The primary objective was to assess the utility of the number needed to treat (NNT) to inform decision-making in the context of paediatric oncology and to calculate the NNT in all superiority, parallel, paediatric haematological cancer, randomised controlled trials (RCTs), with a comparison to the threshold NNT as a measure of clinical significance.
Systematic review DATA SOURCES: MEDLINE, EMBASE and the Cochrane Childhood Cancer Group Specialized Register through CENTRAL from inception to August 2018.

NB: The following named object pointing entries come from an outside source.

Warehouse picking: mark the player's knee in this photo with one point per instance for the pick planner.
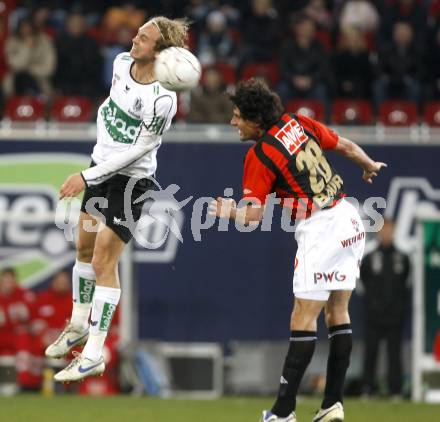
(336, 316)
(84, 251)
(102, 266)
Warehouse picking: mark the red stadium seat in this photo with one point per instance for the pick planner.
(309, 108)
(71, 109)
(266, 70)
(24, 109)
(398, 113)
(183, 104)
(431, 115)
(352, 112)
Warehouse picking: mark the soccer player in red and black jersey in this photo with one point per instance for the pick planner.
(288, 159)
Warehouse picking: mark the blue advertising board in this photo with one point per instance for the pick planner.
(228, 285)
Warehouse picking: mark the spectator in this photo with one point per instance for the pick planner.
(127, 14)
(384, 275)
(123, 43)
(304, 64)
(360, 14)
(197, 11)
(411, 11)
(51, 310)
(260, 33)
(215, 42)
(79, 73)
(352, 67)
(317, 10)
(31, 58)
(400, 67)
(209, 104)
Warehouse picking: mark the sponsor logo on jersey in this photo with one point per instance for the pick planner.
(120, 126)
(137, 108)
(292, 136)
(328, 277)
(351, 240)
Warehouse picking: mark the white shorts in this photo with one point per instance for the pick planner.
(330, 248)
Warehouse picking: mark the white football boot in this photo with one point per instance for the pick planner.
(268, 416)
(80, 368)
(334, 413)
(67, 340)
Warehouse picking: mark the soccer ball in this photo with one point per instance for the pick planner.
(177, 69)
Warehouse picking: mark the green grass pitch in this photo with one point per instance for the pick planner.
(35, 408)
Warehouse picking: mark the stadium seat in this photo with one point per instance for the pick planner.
(309, 108)
(71, 109)
(431, 114)
(351, 112)
(266, 70)
(398, 113)
(24, 109)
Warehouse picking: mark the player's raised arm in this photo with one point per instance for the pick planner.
(356, 154)
(227, 208)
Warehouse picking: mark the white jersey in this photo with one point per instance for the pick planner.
(130, 125)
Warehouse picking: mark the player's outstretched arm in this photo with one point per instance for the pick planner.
(356, 154)
(227, 208)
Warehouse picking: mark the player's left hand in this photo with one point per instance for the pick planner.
(73, 185)
(222, 207)
(372, 171)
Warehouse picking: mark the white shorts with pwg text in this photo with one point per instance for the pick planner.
(330, 247)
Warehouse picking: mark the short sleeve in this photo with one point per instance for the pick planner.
(326, 136)
(158, 120)
(258, 180)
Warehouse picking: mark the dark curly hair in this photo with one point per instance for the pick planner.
(257, 102)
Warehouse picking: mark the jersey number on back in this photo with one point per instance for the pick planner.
(312, 159)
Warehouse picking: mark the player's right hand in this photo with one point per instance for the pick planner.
(221, 207)
(372, 171)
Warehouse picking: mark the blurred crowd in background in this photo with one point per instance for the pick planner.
(317, 49)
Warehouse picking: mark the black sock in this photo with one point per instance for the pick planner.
(301, 348)
(337, 363)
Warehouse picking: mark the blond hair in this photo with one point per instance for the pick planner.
(174, 32)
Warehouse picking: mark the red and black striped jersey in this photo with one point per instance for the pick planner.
(289, 160)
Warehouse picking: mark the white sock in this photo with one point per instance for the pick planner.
(83, 286)
(105, 301)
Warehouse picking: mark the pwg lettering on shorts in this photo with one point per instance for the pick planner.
(328, 277)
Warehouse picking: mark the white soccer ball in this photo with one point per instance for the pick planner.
(177, 69)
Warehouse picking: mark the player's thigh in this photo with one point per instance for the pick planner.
(87, 231)
(305, 313)
(107, 251)
(336, 308)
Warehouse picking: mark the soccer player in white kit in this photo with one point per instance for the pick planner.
(288, 158)
(130, 125)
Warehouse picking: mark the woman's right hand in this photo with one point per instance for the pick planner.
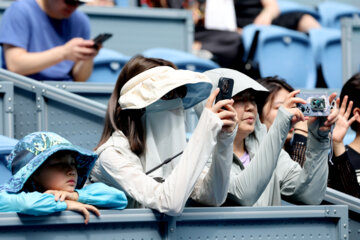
(290, 105)
(82, 208)
(343, 122)
(228, 116)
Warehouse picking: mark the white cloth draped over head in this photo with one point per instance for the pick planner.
(163, 120)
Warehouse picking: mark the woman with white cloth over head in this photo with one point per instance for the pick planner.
(262, 173)
(145, 126)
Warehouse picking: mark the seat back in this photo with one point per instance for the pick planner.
(107, 66)
(326, 45)
(6, 145)
(183, 60)
(332, 12)
(285, 53)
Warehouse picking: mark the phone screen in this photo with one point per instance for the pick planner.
(99, 39)
(226, 86)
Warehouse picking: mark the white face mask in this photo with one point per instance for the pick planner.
(164, 123)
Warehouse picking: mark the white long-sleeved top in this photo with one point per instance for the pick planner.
(119, 167)
(272, 173)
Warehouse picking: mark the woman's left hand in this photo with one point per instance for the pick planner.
(224, 110)
(63, 195)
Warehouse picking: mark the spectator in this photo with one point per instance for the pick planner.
(266, 12)
(47, 40)
(295, 143)
(144, 126)
(46, 170)
(262, 173)
(344, 170)
(342, 175)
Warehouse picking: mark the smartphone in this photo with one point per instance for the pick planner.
(99, 39)
(226, 86)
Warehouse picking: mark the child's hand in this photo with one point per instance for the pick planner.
(63, 195)
(82, 208)
(228, 116)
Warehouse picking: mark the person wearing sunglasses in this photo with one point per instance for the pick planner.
(47, 40)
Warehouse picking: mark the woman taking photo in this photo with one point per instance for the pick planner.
(145, 127)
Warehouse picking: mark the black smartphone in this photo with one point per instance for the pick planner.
(226, 86)
(99, 39)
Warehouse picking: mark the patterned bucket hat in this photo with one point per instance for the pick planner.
(34, 149)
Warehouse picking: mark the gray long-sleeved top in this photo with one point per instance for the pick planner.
(272, 173)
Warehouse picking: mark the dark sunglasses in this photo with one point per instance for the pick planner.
(73, 2)
(179, 92)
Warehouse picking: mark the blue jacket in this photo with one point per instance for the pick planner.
(36, 203)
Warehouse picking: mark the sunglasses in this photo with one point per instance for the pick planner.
(179, 92)
(73, 2)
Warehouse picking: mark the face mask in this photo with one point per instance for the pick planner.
(164, 105)
(164, 124)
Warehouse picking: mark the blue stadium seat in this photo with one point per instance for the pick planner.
(122, 3)
(326, 44)
(291, 6)
(183, 60)
(332, 12)
(107, 65)
(282, 52)
(6, 145)
(0, 56)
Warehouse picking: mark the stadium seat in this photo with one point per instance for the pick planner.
(0, 56)
(282, 52)
(107, 65)
(291, 6)
(326, 45)
(6, 145)
(183, 60)
(332, 12)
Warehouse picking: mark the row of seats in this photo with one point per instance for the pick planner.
(328, 13)
(108, 63)
(296, 56)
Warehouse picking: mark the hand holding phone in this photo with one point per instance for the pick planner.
(226, 86)
(99, 39)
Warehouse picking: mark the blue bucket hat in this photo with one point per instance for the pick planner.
(34, 149)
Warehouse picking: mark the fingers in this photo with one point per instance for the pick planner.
(348, 110)
(293, 93)
(343, 105)
(211, 98)
(297, 100)
(355, 117)
(86, 214)
(332, 97)
(93, 209)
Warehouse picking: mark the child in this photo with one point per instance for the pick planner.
(48, 174)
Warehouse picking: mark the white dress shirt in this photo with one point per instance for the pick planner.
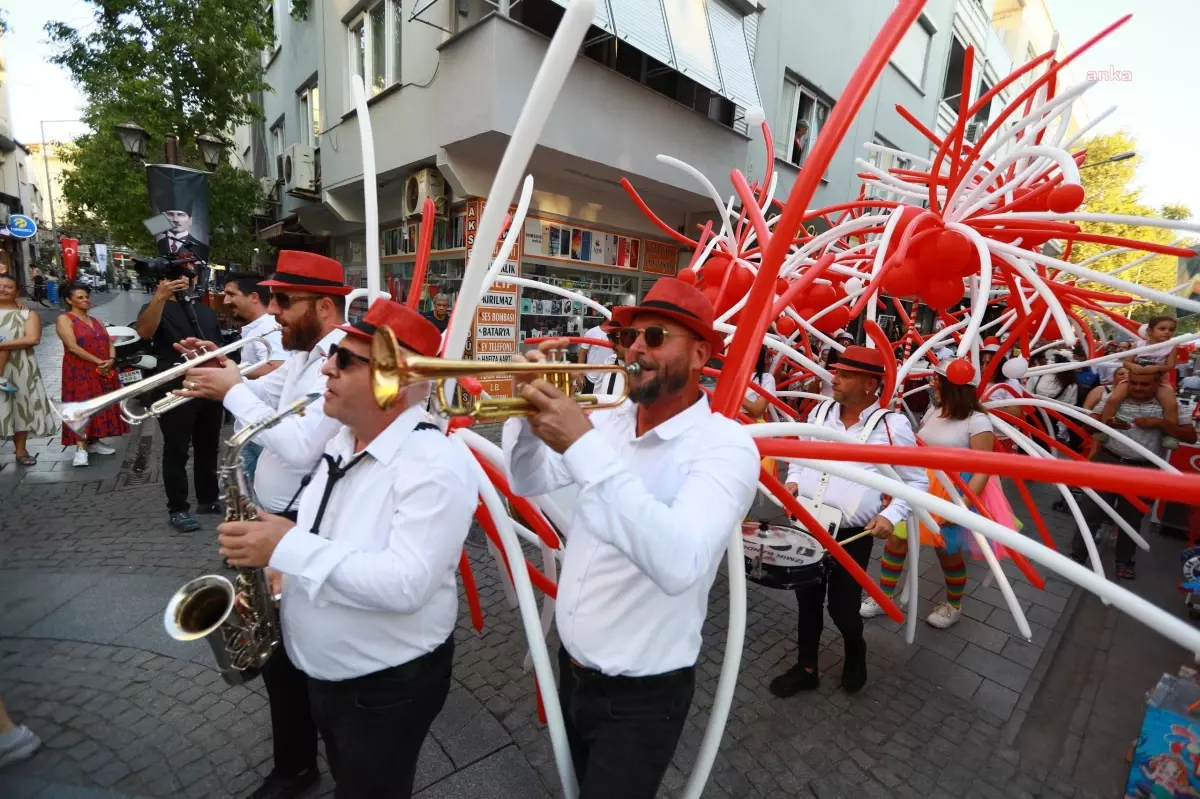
(292, 448)
(595, 354)
(859, 504)
(376, 587)
(264, 349)
(611, 383)
(653, 516)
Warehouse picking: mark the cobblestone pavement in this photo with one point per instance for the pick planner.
(87, 568)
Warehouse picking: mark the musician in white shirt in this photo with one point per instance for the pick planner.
(856, 410)
(664, 482)
(309, 301)
(247, 300)
(370, 596)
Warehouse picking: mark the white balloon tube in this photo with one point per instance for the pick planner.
(723, 700)
(930, 343)
(912, 577)
(525, 282)
(989, 557)
(516, 229)
(1087, 419)
(528, 608)
(546, 86)
(1159, 620)
(774, 430)
(1125, 287)
(370, 187)
(1033, 450)
(982, 292)
(1050, 368)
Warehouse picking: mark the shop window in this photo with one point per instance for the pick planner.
(803, 113)
(373, 46)
(952, 86)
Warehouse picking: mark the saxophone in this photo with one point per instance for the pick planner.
(238, 618)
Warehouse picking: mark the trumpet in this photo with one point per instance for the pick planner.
(77, 414)
(393, 371)
(135, 413)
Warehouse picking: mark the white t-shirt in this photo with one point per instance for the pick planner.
(1155, 355)
(939, 431)
(597, 355)
(264, 349)
(767, 380)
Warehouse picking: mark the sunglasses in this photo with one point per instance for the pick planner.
(286, 300)
(654, 336)
(343, 358)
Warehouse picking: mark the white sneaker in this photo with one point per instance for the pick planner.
(943, 616)
(18, 744)
(870, 608)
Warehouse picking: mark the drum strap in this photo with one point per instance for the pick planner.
(873, 421)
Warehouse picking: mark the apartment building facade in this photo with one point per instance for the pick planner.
(447, 80)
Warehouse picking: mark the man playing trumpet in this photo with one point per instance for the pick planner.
(664, 481)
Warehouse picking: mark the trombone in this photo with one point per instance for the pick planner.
(393, 371)
(135, 413)
(77, 414)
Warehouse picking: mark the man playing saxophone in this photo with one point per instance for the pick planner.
(309, 301)
(370, 596)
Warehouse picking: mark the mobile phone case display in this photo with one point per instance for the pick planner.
(544, 313)
(443, 276)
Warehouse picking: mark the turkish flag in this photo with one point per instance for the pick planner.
(70, 256)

Superiority, parallel RCTs of haematological malignancy treatments in paediatric patients that assessed an outcome related to survival, relapse or remission; reported a sample size calculation with a delta value to allow for calculation of the threshold NNT, and that included parameters required to calculate the NNT and associated CI.

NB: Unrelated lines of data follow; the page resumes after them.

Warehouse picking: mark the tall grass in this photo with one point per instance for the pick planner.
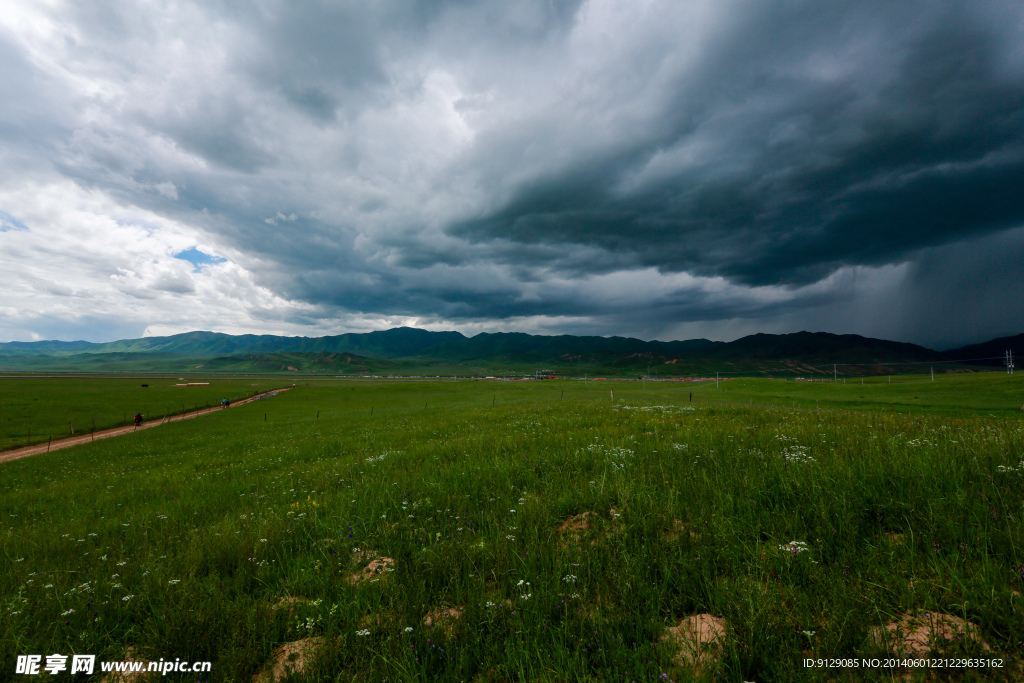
(182, 542)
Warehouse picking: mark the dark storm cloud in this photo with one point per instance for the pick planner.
(918, 141)
(607, 165)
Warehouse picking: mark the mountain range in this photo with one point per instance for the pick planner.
(409, 350)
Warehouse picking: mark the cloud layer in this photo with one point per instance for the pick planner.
(656, 169)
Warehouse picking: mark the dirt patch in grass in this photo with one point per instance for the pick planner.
(375, 568)
(444, 619)
(129, 677)
(919, 633)
(697, 640)
(290, 603)
(572, 529)
(290, 657)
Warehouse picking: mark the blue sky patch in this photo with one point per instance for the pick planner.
(198, 258)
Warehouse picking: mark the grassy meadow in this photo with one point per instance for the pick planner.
(992, 394)
(32, 410)
(494, 531)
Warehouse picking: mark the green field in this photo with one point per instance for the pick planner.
(981, 394)
(33, 410)
(566, 529)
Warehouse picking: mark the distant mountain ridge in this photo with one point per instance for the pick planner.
(808, 348)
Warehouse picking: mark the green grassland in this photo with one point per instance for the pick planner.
(33, 410)
(982, 394)
(223, 538)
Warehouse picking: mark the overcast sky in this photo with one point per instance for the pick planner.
(657, 169)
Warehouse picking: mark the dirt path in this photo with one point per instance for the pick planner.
(118, 431)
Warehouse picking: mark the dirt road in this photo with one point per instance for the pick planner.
(118, 431)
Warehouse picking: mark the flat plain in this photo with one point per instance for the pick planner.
(549, 530)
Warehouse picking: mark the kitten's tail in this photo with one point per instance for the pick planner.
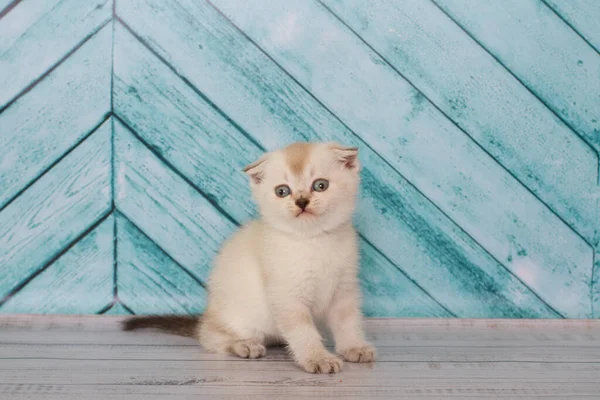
(181, 325)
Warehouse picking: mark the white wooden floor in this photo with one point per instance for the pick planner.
(58, 357)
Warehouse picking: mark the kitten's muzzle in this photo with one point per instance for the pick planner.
(302, 203)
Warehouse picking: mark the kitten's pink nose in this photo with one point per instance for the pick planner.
(302, 202)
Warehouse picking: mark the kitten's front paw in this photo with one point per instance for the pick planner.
(323, 364)
(248, 349)
(362, 353)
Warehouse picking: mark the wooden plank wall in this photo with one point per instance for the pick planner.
(124, 125)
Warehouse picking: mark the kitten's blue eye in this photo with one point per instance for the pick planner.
(282, 191)
(320, 185)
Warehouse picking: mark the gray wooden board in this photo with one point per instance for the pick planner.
(432, 359)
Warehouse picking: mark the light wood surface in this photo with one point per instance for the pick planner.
(88, 357)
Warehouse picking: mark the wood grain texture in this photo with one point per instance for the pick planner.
(183, 128)
(55, 115)
(551, 59)
(484, 99)
(431, 152)
(168, 210)
(149, 281)
(4, 4)
(168, 115)
(582, 16)
(266, 102)
(85, 271)
(117, 309)
(56, 210)
(39, 33)
(387, 292)
(476, 358)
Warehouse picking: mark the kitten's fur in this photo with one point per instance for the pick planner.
(277, 276)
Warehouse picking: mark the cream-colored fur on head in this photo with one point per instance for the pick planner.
(296, 266)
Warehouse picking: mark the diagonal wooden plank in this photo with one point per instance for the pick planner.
(168, 210)
(263, 100)
(55, 116)
(582, 16)
(551, 59)
(149, 281)
(198, 141)
(484, 99)
(118, 309)
(37, 34)
(595, 285)
(6, 6)
(436, 156)
(388, 293)
(79, 282)
(55, 210)
(183, 128)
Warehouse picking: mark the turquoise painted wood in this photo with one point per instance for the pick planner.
(124, 128)
(86, 267)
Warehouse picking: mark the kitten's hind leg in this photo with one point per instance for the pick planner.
(217, 337)
(249, 348)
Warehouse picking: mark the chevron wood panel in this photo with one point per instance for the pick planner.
(86, 267)
(125, 126)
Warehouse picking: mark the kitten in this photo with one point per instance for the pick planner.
(295, 266)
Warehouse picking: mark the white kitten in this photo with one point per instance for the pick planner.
(277, 276)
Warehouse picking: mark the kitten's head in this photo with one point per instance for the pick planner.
(306, 188)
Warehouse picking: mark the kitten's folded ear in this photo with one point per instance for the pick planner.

A total of 43 RCTs were included, representing 45 randomised questions, of which none reported the NNT. Among acute lymphoblastic leukaemia (ALL) RCTs, 29.2% (7/24) of randomised questions were found to have a NNT corresponding to benefit, in comparison to acute myeloid leukaemia (ALM) RCTs with 50% (3/6), and none in lymphoma RCTs (0/13). Only 28.6% (2/7) and 33.3% (1/3) had a NNT that was less than the threshold NNT for ALL and AML, respectively. Of these, 100% (2/2 ALL and 1/1 AML) were determined to be possibly clinically significant.
We recommend that decision-makers in paediatric oncology use the NNT and associated confidence limits as a supportive tool to evaluate evidence from RCTs while placing careful attention to the inherent limitations of this measure.
主要目的是评估需要治疗的人数(NNT)在儿科肿瘤学中的决策中的效用,并计算所有优势、平行、儿科血液恶性肿瘤的 NNT,随机对照试验(RCT),并与作为临床意义衡量标准的阈值 NNT 进行比较。
系统评价
从建库到 2018 年 8 月,通过 CENTRAL 在 MEDLINE、EMBASE 和 Cochrane 儿童癌症组专业注册库中进行检索。
在儿科患者中评估与生存、复发或缓解相关的结局的血液恶性肿瘤治疗的优势、平行 RCT;报告了样本量计算值,并带有差值,以允许计算阈值 NNT,并包括计算 NNT 和相关置信区间所需的参数。
共纳入 43 项 RCT,代表 45 个随机问题,其中没有一项报告了 NNT。在急性淋巴细胞白血病(ALL)RCT 中,29.2%(7/24)的随机问题被发现具有相应受益的 NNT,而急性髓细胞性白血病(ALM)RCT 为 50%(3/6),淋巴瘤 RCT 中没有(0/13)。只有 28.6%(2/7)和 33.3%(1/3)的 NNT 小于 ALL 和 AML 的阈值 NNT。其中,100%(2/ALL 和 1/AML)被认为可能具有临床意义。
我们建议儿科肿瘤学的决策者使用 NNT 和相关置信区间作为评估 RCT 证据的辅助工具,同时要注意该措施的固有局限性。